Insomma, non è cruciale solo come terra di passaggio del gas e come zona di confine tra sfere di influenza, ma anche come fornitore di cibo al mondo. Purtroppo, prima ancora di verificare se, e in quali condizioni, potrà essere effettuato il prossimo raccolto, i prezzi sono già schizzati alle stelle e le conseguenze si fanno sentire. Nella sola giornata dell’attacco (24 febbraio), le quotazioni del grano sono balzate del 5,7%. In alcuni casi si registrano aumenti del 30%. I futures scambiati a Chicago sono passati dai 761 dollari a bushel (unità di misura anglosassone pari a circa 34 litri) di gennaio ai 1.134 dollari attuali, cioè +49% in circa un mese. I futures rappresentano una indicazione, e non una certezza, di cosa potrebbe accadere nei prossimi mesi, ma ciò non toglie che ci siano sufficienti ragioni per essere preoccupati. L’Italia, che compra da Kiev il 7% del grano e il 20% del mais che consuma, si ritrova prezzi che sono ai massimi dal 2008. Per esempio, il grano duro è aumentato di circa il 10%, ma con aspettative di incrementi doppi, mentre quello tenero è passato da 274 a 310 euro a tonnellata in una sola settimana di guerra (+13%). Così le industrie di pane e pasta hanno lanciato l’allarme scorte, mentre gli allevamenti di animali che utilizzano il mais sono in crisi.

Questi rincari potrebbero ulteriormente spingere l’inflazione fino a toccare e superare il 6%. Soprattutto, se si dovesse arrivare a uno stop della coltivazione e della raccolta a causa del conflitto, l’effetto sarebbe deflagrante. In particolare, in alcune zone del mondo. Se l’Italia, infatti, importa dall’Ucraina il 5% del fabbisogno, altrove il discorso è diverso. La maggiore parte dei paesi del Medio Oriente e del Nordafrica teme per il suo principale mezzo di sussistenza, il pane, che viene consumato in quantità triple rispetto a ciò che avviene in Europa e Stati Uniti. E lo scenario da incubo è che si possano ricreare le condizioni che nel 2011 hanno innescato la Primavera Araba, scatenate proprio da un forte balzo dei prezzi dei generi alimentari.

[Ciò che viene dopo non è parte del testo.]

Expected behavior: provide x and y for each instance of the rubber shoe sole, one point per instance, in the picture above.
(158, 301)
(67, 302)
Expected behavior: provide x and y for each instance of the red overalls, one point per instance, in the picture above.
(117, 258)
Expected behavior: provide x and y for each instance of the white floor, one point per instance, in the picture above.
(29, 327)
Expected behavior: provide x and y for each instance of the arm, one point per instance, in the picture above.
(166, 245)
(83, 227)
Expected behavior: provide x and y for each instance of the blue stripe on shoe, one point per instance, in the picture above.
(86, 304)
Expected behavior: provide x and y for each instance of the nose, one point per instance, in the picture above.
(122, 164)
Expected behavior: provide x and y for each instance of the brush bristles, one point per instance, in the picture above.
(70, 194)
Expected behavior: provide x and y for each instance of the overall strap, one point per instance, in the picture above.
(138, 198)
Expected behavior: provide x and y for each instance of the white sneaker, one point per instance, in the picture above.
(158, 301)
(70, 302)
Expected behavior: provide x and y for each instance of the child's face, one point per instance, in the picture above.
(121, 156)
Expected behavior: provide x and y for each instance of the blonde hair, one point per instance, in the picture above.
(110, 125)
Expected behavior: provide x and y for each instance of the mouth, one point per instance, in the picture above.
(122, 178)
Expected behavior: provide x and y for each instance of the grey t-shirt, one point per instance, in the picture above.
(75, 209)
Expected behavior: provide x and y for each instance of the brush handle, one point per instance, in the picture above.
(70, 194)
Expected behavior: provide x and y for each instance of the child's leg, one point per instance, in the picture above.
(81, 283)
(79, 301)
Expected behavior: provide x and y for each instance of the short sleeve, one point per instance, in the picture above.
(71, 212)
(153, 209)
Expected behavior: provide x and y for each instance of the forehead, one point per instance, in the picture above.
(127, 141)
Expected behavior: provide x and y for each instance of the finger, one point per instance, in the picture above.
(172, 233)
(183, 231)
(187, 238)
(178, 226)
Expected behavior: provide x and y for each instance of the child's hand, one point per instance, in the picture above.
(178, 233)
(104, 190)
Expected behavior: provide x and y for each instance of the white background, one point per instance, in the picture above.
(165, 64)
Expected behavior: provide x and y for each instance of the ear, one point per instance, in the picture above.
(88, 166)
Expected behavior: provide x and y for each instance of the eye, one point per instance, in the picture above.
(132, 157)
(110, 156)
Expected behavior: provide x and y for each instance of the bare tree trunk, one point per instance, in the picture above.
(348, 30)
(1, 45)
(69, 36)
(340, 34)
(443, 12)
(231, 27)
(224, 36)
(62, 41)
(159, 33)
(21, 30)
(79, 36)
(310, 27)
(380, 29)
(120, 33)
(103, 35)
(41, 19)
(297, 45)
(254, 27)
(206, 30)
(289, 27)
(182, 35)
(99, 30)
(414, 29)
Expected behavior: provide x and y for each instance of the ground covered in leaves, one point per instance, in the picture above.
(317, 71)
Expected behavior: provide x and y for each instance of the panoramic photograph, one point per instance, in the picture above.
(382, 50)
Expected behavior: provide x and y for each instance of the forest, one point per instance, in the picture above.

Se consideriamo che secondo l’Onu nel 2020 i prezzi alimentari sono aumentati del 28%, lo scenario non sembra remoto. Per questo nel mondo arabo si descrivono già da settimane scenari catastrofici per le ‘guerre del pane’. Se aggiungiamo gli effetti del cambiamento climatico e ondate di siccità che rendono difficili le coltivazioni, c’è il rischio che molte popolazioni si ritrovino alla fame. Con effetti imprevedibili. Dalla guerra in Ucraina, per fame, si potrebbe scatenare un pericoloso effetto domino fino al Medio Oriente e all’Africa. Occhio.